Благодаря травам и тайным словам Веденеи на четвертый день князь уже мог встать и сам выйти из дома на лавку у крыльца. Рана хорошо подживала, нога болела, только если опираться на нее всем весом тела, — в седле можно было этого и не замечать, тем более если под ним послушный Облак. Тогда Властимир решил, что назавтра пустится в путь.

Буян просиял и сказал, что тоже едет с ним. Веденея же ничего не сказала, только пошла собирать в дорогу вещи гостей. Что же до Прогневы, то она гордо вскинула голову и пошла со двора. Буян бросился за ней и не заметил недовольного лица князя.

Веселиться Властимиру было не с чего. Этот неугомонный Буян решил ехать с ним — князь заранее знал, что гусляр не отвяжется: за те три дня, что тот вез его в Ласкову, Властимир успел понять, что Буян может добиться чего угодно любыми средствами, а он сейчас все еще не до конца здоров и ему, как это ни противно сознавать, может еще потребоваться помощь изгоя.

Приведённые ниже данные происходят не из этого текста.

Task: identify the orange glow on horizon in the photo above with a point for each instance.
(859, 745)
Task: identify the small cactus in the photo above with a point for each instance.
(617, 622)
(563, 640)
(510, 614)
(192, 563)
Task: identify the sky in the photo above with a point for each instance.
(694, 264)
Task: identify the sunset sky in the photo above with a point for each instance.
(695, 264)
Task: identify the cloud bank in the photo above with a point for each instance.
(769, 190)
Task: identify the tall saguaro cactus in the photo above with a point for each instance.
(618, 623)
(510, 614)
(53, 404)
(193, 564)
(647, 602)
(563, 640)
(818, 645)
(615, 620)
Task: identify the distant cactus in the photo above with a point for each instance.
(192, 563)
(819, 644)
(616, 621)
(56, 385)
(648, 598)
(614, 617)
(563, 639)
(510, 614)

Но и с этим еще можно было смириться — все-таки не худой человек этот Буян. Властимиру не давало покоя, до чего спокойно отнеслась к его отъезду Веденея. Будто и впрямь не ее взор манил его тогда. А ведь он почти поверил в это! Что ж, знать, где-то ждет его звезда ясная!

Буян догнал Прогневу уже в роще. Девушка шла на голоса подруг, что окликали ее среди берез. Увидев с нею гусляра, они окружили его с просьбой спеть.

От этого Буян никогда не отказывался, лишь бы просили, и с готовностью затянул песню о девице, что прощалась с суженым на лесной дороженьке. При этом он смотрел только на Прогневу. Она же, прислонившись к березке, ни разу не взглянула на гусляра — взор ее блуждал где-то далеко.